这一切都是在不慌不忙的情况下,混战前少见的那种严肃态度和咄咄逼人的气势中完成的。两边都已枪口指向对方,瞄准待放,彼此间的距离又近到可以相互对话。正在这一触即发的时刻,一个高领阔肩章的军官举起军刀喊道:
“放下武器!”
“放!”安灼拉说。
两边的枪声同时爆发,硝烟弥漫,任何东西都看不见了。
在辛辣刺鼻令人窒息的烟雾中,人们听到一些即将死去和受了伤的人发出的微弱沙嗄的呻吟。

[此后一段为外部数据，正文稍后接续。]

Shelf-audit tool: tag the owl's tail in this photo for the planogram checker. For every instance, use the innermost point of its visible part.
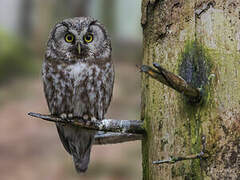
(78, 142)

烟散了以后两边的战士都少了许多,但仍留在原处,一声不响地在重上枪弹。
突然有个人的声音猛吼道:
“你们滚开,要不我就炸掉这街垒!”
大家都向发出这声音的地方望去。
马吕斯先头冲进厅堂,抱起那桶火药,利用当时的硝烟和弥漫在那圈子里的那种昏暗的迷雾,顺着街垒,一直溜到那围着火炬的石块笼子旁边。他拔出那根火炬,把火药桶放在一叠石块上,往下一压,那桶底便立即通了,轻易到使人惊异,这一切都是在马吕斯一弯腰一起立的时间内完成的。这时,在街垒那头挤作一团的国民自*、保安警察、军官、士兵,全都骇然望着马吕斯,只见他一只脚踏在石块上,手握着火炬,豪壮的面庞在火光中显出一种表示必死之心的坚定意志,把火炬的烈焰伸向那通了底的火药桶旁边的一大堆可怕的东西,并发出这一骇人的叫嚷:
“你们滚开,要不我就炸掉这街垒!”
马吕斯继那八十岁老人之后,屹立在街垒上,这是继老革命而起的新生革命的形象。
“炸掉这街垒!”一个军士说,“你也活不了!”
马吕斯回答说:
“我当然活不了。”
同时他把火炬伸向那桶火药。
但那街垒上一个人也没有了。进犯的官兵丢下他们的伤员,乱七八糟一窝蜂似的,全向街的尽头逃走了,重行消失在黑夜中。一幅各自逃生的狼狈景象。
街垒解了围。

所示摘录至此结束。